Ridwan Max Sijabat, The Jakarta Post, Soroako, South Sulawesi
Raising the legal minimum wage by around 10 and 15 percent in Jakarta and West Java will not be enough to improve conditions for low-income workers next year, unions say.
A new, unmarried full-time worker in Jakarta will now be legally entitled to receive at least Rp 900,000 (US$98.7) a month, a 9.95 percent increase in the minimum wage from the current Rp 819,100. Meanwhile employees in the formal sector in West Java must now be paid a minimum wage of Rp 504,000, a 15 percent rise from the current Rp 447,000.
The wage levels only apply to people in the formal sector and exclude those in the non-taxed, informal sector that make up the majority of country's workers.
Minimum wage levels in other provinces are currently being negotiated by local governments, employers and workers representatives. Each province must publicly announce their decisions by early December, a month before they are enforced.
Manpower and Transmigration Ministry director general for industrial relations Muzni Tambusai said workers in other regions with higher living costs, like Batam, were unlikely to get a monthly wage hike higher than the 10-15 percent range.
"The government understands that the present wage levels are insufficient for workers to lift their standard of living but we cannot force employers to meet workers' demands for higher increases because of the continued economic crisis and the unfavorable investment climate," Muzni said.
He said the failure of businesses like garment factory PT Great River Indonesia and state bus company PPD meant the companies were unable to pay thousands of workers' salaries for several months and could not pay them Idul Fitri holiday bonuses.
Labor unions say the planned hikes are insignificant and less than this year's inflation, which is likely to average at 12 percent.

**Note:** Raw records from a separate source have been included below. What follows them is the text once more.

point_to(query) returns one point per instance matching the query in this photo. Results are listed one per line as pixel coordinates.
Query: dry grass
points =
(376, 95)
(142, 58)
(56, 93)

They have warned regional governments that industrial action or unrest is likely if wages are not increased.
Syamsul DP, the deputy chairman of the Federation of Chemical, and Mining Trade Unions, which is under the umbrella of the Confederation of All-Indonesian Workers Unions, said his organization would fight for the imposition of a sectoral minimum wage system.
This would encourage more affluent companies to pay higher wages than the regional minimum, Syamsul said.
"The mining, manufacturing, chemical and forestry sectors can (afford to) raise their minimum wage more than the regional minimum," he said.
Secretary general for the Confederation of Indonesian Prosperous Labor Unions Didin S. said delegates had walked out of the last three-party meetings held to determine the minimum wage in Jakarta because the proposed increases were unrealistic.
"This minor hike is part of an unfair remuneration system and we are afraid it will incite labor unrest because workers will remain unable to meet their basic needs," Didin said.
The government has predicted this year's inflation rate would track down to around 6 percent.
Didin said the monthly minimum wage in Jakarta should be set at Rp 1.6 million.
Continuing lower rates of pay would make it impossible for workers to improve their productivity, meet their daily basic needs and take part in training programs, he said.